I love the error messages. They are so clear and always correct. I've found myself reading them and thinking "that can't be right" and sure enough, I was wrong.
Configuration is a breeze. The hba and conf files are fully documented and simple to understand. The location of the files are sensible and easy to find. Seeing how other database systems deal with configuration is eye-opening to say the least.
Last but not least, the documentation is just incredible. I've been asked about good PostgreSQL books, and I always say "read the docs; you'll see why there are few books around."
I especially second the "arrays" advice. Arrays of some datatypes (notably integers) have GIN and GiST index support for membership tests. This makes them good for denormalizing many-valued joins for fast lookups.
SequelPro is incredible - easy to use, beautiful, reliable, powerful - but it only works with MySQL (or MariaDB). I've tried Toad but it's very buggy and ugly. The AppStore has SQLPro for Postgres, but I've not heard any reviews, so I'm reticent to spend $30. I've used a Navicat trial for MySQL and it was good but costs around $200.
+1 for PGAdmin. I've been using it for several weeks and it's been pretty good, although it does have a couple of flaws. One of them appears to be an OSX issue, though, where opening tables sometimes throws part of the window (the top bar) outside of the screen (and the only way I've found to fix it is to click on Window > Zoom).
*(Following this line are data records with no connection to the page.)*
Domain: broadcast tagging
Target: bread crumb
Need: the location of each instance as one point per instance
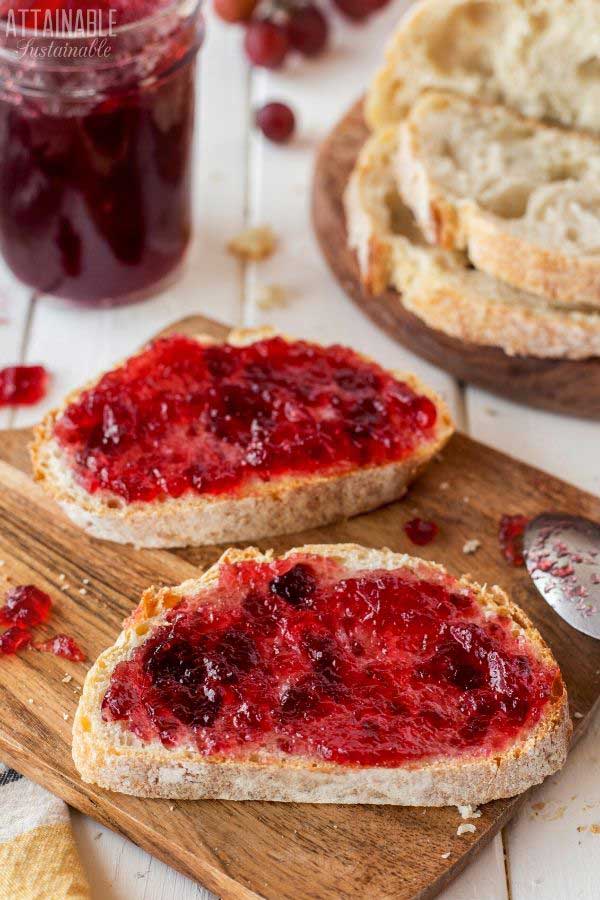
(471, 546)
(254, 243)
(270, 296)
(468, 812)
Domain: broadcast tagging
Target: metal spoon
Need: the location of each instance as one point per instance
(562, 555)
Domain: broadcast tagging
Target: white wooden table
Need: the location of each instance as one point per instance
(242, 179)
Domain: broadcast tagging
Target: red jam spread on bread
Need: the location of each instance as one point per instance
(299, 656)
(40, 14)
(22, 385)
(182, 417)
(510, 536)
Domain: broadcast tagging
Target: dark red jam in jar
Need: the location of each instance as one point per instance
(303, 657)
(182, 417)
(96, 142)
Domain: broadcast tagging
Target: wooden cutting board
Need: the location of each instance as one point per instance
(244, 850)
(566, 386)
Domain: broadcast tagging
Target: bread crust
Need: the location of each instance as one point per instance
(438, 286)
(107, 755)
(280, 506)
(502, 51)
(491, 245)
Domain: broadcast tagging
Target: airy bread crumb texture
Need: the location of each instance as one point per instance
(108, 755)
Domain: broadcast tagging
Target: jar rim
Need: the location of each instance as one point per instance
(188, 7)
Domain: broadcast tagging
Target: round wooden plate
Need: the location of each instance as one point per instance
(565, 386)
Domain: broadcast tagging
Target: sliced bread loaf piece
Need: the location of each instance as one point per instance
(522, 198)
(540, 57)
(195, 442)
(439, 286)
(332, 674)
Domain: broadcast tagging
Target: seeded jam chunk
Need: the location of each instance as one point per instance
(186, 418)
(302, 657)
I recently bought a license to Postico (https://eggerapps.at/postico/) which is the successor to PG Commander. Switched from pgAdmin which is functional, but Postico's UI is nicer.
JetBrains' DataGrip (or any of their IDE's if you have them) is really nice, I've been using it in tandem with PgAdmin (for general maintenance tasks since it has a GUI for some common stuff like permissions).
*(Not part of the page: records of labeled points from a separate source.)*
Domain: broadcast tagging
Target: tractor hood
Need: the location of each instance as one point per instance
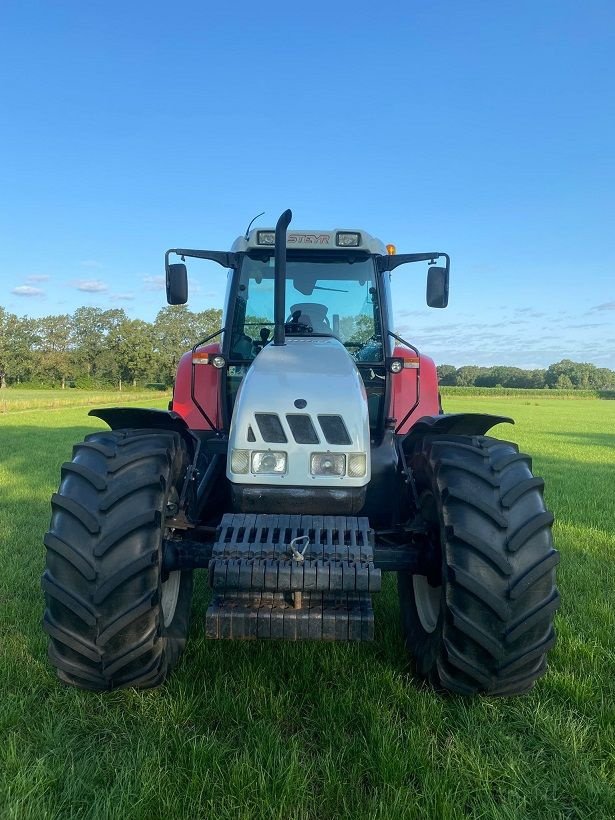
(301, 419)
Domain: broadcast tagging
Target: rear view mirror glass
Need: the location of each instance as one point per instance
(177, 284)
(437, 287)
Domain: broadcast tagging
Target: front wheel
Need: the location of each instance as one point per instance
(113, 618)
(482, 622)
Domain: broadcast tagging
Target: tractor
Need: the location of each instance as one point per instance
(304, 453)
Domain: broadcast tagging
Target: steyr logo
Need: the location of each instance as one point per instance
(308, 239)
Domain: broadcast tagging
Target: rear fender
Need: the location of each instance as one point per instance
(455, 424)
(143, 418)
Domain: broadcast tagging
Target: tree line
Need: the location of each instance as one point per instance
(564, 375)
(93, 348)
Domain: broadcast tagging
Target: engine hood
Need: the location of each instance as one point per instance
(306, 377)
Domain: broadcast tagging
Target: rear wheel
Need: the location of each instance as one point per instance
(482, 622)
(113, 618)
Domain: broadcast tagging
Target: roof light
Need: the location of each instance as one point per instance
(347, 239)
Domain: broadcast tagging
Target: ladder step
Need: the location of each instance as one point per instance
(286, 574)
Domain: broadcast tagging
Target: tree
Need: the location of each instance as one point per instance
(134, 344)
(17, 340)
(53, 348)
(177, 329)
(447, 375)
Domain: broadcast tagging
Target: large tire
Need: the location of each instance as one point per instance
(113, 620)
(482, 623)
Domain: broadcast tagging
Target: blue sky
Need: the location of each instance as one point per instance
(482, 129)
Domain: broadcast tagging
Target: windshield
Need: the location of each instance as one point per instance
(324, 296)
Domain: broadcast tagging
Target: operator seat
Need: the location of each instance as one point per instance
(312, 314)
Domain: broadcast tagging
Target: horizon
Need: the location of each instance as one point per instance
(492, 140)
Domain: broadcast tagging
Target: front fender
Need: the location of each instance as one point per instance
(456, 424)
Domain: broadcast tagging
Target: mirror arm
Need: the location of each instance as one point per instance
(387, 263)
(224, 258)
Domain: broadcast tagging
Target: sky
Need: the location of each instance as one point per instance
(486, 130)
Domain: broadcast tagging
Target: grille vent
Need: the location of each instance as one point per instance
(334, 429)
(302, 428)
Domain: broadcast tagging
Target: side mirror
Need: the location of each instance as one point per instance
(437, 287)
(177, 284)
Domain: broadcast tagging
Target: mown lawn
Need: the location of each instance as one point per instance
(259, 730)
(13, 399)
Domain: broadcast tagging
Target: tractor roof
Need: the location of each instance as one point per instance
(337, 239)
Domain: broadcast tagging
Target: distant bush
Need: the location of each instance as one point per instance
(525, 393)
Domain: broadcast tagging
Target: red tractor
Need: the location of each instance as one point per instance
(303, 454)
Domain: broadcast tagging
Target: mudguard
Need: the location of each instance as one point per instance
(135, 417)
(457, 424)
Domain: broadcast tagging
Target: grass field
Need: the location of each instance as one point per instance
(13, 399)
(276, 730)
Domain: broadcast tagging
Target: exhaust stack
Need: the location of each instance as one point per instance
(279, 273)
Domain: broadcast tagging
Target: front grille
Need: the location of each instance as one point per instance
(334, 429)
(270, 428)
(302, 428)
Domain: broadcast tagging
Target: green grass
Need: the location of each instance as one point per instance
(13, 399)
(274, 730)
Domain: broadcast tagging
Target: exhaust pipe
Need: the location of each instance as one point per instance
(279, 281)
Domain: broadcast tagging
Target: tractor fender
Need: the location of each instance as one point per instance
(145, 417)
(456, 424)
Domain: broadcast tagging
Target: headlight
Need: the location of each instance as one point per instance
(357, 465)
(328, 464)
(269, 463)
(240, 461)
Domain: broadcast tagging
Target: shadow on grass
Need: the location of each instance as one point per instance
(586, 439)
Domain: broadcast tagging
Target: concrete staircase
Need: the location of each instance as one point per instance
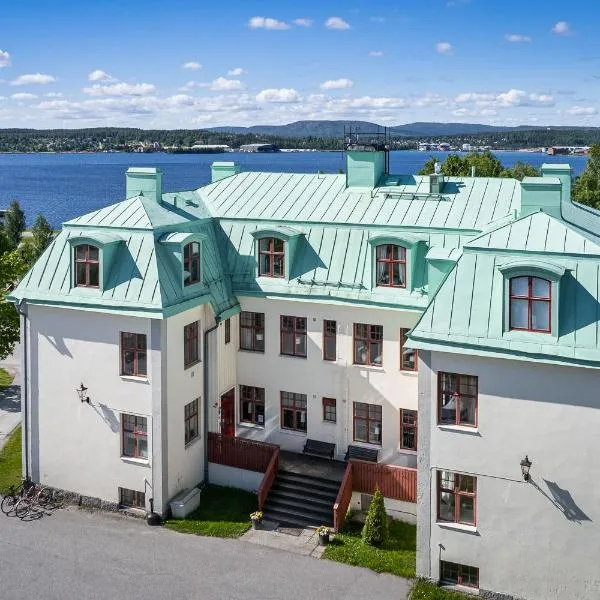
(297, 500)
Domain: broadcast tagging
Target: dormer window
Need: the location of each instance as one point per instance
(390, 266)
(87, 266)
(191, 263)
(271, 257)
(530, 304)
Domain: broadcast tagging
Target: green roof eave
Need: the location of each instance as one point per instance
(433, 345)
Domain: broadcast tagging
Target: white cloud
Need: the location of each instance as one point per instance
(266, 23)
(23, 96)
(278, 95)
(99, 75)
(222, 84)
(561, 28)
(337, 23)
(582, 111)
(120, 89)
(33, 78)
(4, 59)
(510, 99)
(443, 48)
(517, 38)
(336, 84)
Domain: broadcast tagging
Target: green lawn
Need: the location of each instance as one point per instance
(10, 462)
(5, 378)
(223, 512)
(396, 556)
(425, 590)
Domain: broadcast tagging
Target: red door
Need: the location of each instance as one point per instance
(228, 413)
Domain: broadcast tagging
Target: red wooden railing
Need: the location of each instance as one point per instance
(240, 453)
(399, 483)
(342, 502)
(268, 478)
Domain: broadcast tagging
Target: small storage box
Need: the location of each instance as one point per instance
(187, 501)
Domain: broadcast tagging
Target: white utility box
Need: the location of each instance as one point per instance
(187, 501)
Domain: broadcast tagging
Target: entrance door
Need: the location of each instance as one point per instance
(228, 413)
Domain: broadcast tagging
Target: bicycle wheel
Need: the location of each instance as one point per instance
(43, 497)
(22, 508)
(8, 504)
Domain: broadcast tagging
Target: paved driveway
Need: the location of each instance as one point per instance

I'm experimenting with https://eggerapps.at/postico/ currently and it's pretty nice. Fairly similar to Sequel Pro in a lot of ways (which I miss too when in Postgres-world).
I recommend and use sqlworkbench, which is great as long as you don't work for one of the govts disallowed by the license (which is apache otherwise) http://www.sql-workbench.net/
Are you using \x or \x auto? \x auto will automatically format it to the size of your screen for when things wrap or don't. I've found it's more often than not what I actually want.
Which ones specifically, im sure commenters here could help. ETL = Extract Transform Load, a common pattern when transferring data from one system to another. GIS = Geographical Information System, having to do with positions in space, generally lat/lng and mapping concerns.
CTE's (WITH clauses) are optimisation barriers — the query planner in Postgres won't inline CTEs, but instead will materialise their result into a temporary table first, preventing qual (WHERE clause) push-down and other optimisations.
I know this because it bit me, hard — I went nuts and wrote a lot of the queries in a new system to use WITH clauses, for readability. Performance was atrocious, and required refactoring to inline all the WITH clauses as sub-SELECTS.
CTE's are useful, but should not be used to improve readability.